空中要塞中央部が何やら蠢いたと思えば、一つの巨大な象型幻獣機に牽引された幻獣機飛行艦が躍り出た。
「く、空中要塞から出て来たあれは何だ!?」
それは魔象戦車――空中要塞こと幻獣機飛甲城シャンバラの中枢部となっていた飛行艦である。
それが出て来たということは。
「おお……さあ、レッドラム殿、カンツォ殿! 共にこの魔女さんたちを打ちまかしましょう!」
「ああ……今回ばかりは、クローに同意だ!」
未だそのことに釈然としない魔女側とは引き換えに、魔男たちはカンツォやアベルが最終決戦を自ら魔女たちに挑むものと察した。
しかし。
「日中韓共同戦線の皆さん! この飛行艦の出現は、トバラ族の皆さんの降伏の意思の現れそのものです! さあ、空中要塞を思う存分破壊してください!」
「な!?」
そこから青夢の声が響いたことにより、魔男たちはそれが誤りであったと気づく。
「くっ、レッドラム殿はどうした!?」
「いや、カンツォ殿もどうなっているのですか!」
「私を呼んだか?」
「! カンツォ殿……!」
納得がいかず魔象戦車にクローやファングが返事を期待せぬ呼びかけをすると。
果たして、カンツォの声が返って来る。
「何をしているのか!? 早く」
「もうよい! 私は今のトバラ族を背負う者だ……民たちが苦しむならば、もはや私たちが目指すものは楽園ではない地獄だ!」
「な……くっ! あの魔女たちに毒されたか!」
カンツォの言葉にクロー・ファングは。
もはやこの戦争における大義名分がなくなったことを察した。
「是! さあ行こう、小鬼!」
「是! 行くよ!」
「是!!」
「私たちも行くよ!」
「네!!!」
「行くぞ、私たちも!」
「はい!!!」
それを受けて日中韓代表アポストロスたちは、自身の法機群を空中要塞に突撃させ。
そして。
「hccps://yangguifei.wac/、セレクト 安史の乱 エグゼキュート!」
「hccps://jiangqing.wac/、セレクト 文化大革命 エグゼキュート!」
「hccps://xiwangmu.wac/、セレクト! 死鎌爪 エグゼキュート!」
「hccps://wuzetian.wac/、セレクト 武周建国 エグゼキュート!」
法機西王母・武則天の攻撃が、法機楊貴妃・江青により倍化されて空中要塞に襲いかかり。
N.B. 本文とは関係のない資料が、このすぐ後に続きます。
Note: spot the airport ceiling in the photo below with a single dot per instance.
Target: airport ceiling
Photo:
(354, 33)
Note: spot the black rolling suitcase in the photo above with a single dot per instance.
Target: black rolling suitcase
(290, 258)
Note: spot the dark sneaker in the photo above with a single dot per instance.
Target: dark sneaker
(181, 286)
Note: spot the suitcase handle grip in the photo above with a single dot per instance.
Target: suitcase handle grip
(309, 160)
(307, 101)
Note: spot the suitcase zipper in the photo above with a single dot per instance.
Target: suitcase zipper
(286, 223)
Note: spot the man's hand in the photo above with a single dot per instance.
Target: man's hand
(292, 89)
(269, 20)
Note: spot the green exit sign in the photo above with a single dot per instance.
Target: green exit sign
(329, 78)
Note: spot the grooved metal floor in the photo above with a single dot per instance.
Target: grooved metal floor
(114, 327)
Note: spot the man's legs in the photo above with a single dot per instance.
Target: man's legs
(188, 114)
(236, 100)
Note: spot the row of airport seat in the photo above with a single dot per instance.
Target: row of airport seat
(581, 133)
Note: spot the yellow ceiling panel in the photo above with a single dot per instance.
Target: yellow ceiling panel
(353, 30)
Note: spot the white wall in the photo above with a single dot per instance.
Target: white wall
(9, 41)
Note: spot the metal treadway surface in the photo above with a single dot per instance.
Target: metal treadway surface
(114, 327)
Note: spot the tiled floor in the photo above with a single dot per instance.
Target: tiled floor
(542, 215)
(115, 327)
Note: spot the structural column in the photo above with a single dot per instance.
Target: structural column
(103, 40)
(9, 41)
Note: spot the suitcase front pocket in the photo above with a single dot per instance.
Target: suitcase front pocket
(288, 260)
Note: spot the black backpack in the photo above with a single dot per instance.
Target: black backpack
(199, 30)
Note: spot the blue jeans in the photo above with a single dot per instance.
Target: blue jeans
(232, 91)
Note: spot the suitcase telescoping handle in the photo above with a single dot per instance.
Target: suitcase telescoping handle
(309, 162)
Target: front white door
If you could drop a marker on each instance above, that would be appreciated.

「hccps://kumiho.wac/、セレクト! 九尾――殺生石 エグゼキュート!」
「hccps://seondeokyeowang.wac/、セレクト 毗曇鎮圧 エグゼキュート!」
「hccps://soseono.wac/、セレクト 始祖誕生 エグゼキュート!」
「hccps://yuhwa.wac/、セレクト 日光感応 エグゼキュート!」
韓国代表アポストロスの攻撃も、空中要塞を破壊していき。
「hccps://amaterasu.wac/、セレクト 天岩戸 エグゼキュート!」
「hccps://takiyasya.wac/、セレクト! 髑髏剣 エグゼキュート!」
「hccps://izanami.wac/、セレクト 黄泉行軍 エグゼキュート!」
「hccps://uesoyomat.wac/、セレクト 寵姫監禁 エグゼキュート!」
日本代表アポストロスの攻撃も、空中要塞を破壊していく。
更に。
「hccps://jehannedarc.wac/GrimoreMark/、セレクト 火刑による怨念業火! エグゼキュート!」
内部からも、凸凹飛行隊による擬似火炎誘爆砲が飛び出し。
空中要塞は一斉攻撃により回復が追いつかず、その超巨大な艦体はついに陥落して行く。
「さらばだ……私たちの、楽園よ!」
カンツォは魔象戦車よりその様を見て、そう呟く。
◆◇
「ふふ……この作戦、まあひとまずは成功ですよ!」
この様子を高空の法機マケダに搭乗し見ていたパールはしかし、何故か面白げに笑っていた。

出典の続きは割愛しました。